DevOps Distilled Into a Single Statistic

Answering the simple question; “what is you do for a living” is always a tricky one for us IT types. I think my most well received answer has been that “I sell used caravans”.  The only flaw of which is the lack of accuracy, or any grounding at all in reality.

The terms “DevOps” seems particularly hard to define; especially as we’re still not even sure it’s a methodology or a job title.  When “DevOps” is a job title, it usually means “technical support engineer”, which is a shame, because I think that’s missing the point.  DevOps engineers can add serious value to a company, but only if they’re tasked with doing their job.

Many years ago I studied manufacturing systems, and how to improve them. Terms such as “lean manufacturing” and “just-in-time” stock methodologies are all about increasing the efficiency of production lines by reducing work in progress and the amount of stock sitting idly in the warehouse.  Both of these have a monetary value. If teams have a lot of work in progress, it means that time-to-market is slow and the product will fail to make the sales it could otherwise achieve. Stock sitting on a warehouse floor is also bad for business. Money is the driving force of business, and stock sitting idle is money imprisoned.

Software development is not so different. Applications have engineering teams which manufacture the product, and then it sits, waiting to be released to live or shipped.  Time to market costs.

This is what separates DevOps from IT operations. We reduce time to market.

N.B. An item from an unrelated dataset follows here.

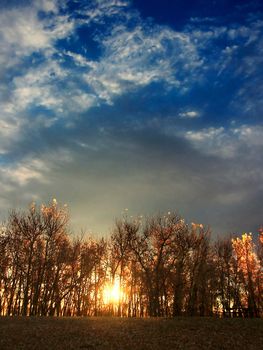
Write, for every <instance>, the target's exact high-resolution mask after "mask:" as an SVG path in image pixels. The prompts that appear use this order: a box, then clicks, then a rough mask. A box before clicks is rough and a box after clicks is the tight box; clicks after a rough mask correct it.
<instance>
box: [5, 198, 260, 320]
mask: <svg viewBox="0 0 263 350" xmlns="http://www.w3.org/2000/svg"><path fill="white" fill-rule="evenodd" d="M68 222H69V217H68V210H67V207H66V206H63V207H60V206H59V205H58V203H57V202H56V200H53V201H52V202H51V203H50V204H49V205H42V206H41V207H38V206H36V205H35V204H32V205H31V206H30V208H29V210H28V211H25V212H18V211H12V212H11V213H10V215H9V218H8V220H7V221H6V222H5V224H3V225H2V228H1V234H0V314H1V315H25V316H26V315H42V316H43V315H45V316H46V315H49V316H52V315H57V316H73V315H78V316H92V315H95V316H99V315H116V316H127V317H131V316H133V317H145V316H166V317H173V316H178V315H182V314H184V315H191V316H194V315H200V316H209V315H220V316H241V317H246V316H250V317H253V316H254V317H260V316H262V309H263V304H262V303H263V300H262V292H263V276H262V271H263V270H262V269H263V254H262V251H263V238H262V237H263V234H262V231H260V232H259V239H258V240H257V241H256V240H255V242H253V239H252V235H250V234H243V235H242V236H241V238H238V237H232V238H224V239H219V240H217V241H216V242H215V241H213V240H211V238H210V229H209V228H206V227H204V226H203V225H201V224H196V223H192V224H190V225H189V224H187V223H186V222H185V221H184V220H183V219H182V218H181V217H180V216H179V215H177V214H176V213H170V212H169V213H168V214H166V215H156V216H154V217H150V218H147V219H143V218H142V217H138V218H135V219H134V218H129V217H128V215H126V216H125V217H123V218H122V219H119V220H117V221H116V222H115V225H114V228H113V231H112V234H111V236H110V237H108V238H107V239H106V238H101V239H94V238H87V239H84V238H82V239H80V238H77V237H76V236H74V235H70V234H69V231H68Z"/></svg>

Reducing time to market sounds like a big ask, and it is, but split it up into small junks, by starting with one basic figure; the time taken from user story creation to seeing that user story in production. Once that time is measured, it can be improved. Dig down to the basic components that make up that time and look at the bottlenecks. This is DevOps. DevOps touches many areas, such as test automation and project management.  How well it makes its mark is determined by business buy-in. You’ll have a better chance of getting that buy-in if the business knows what it is you’re going to achieve.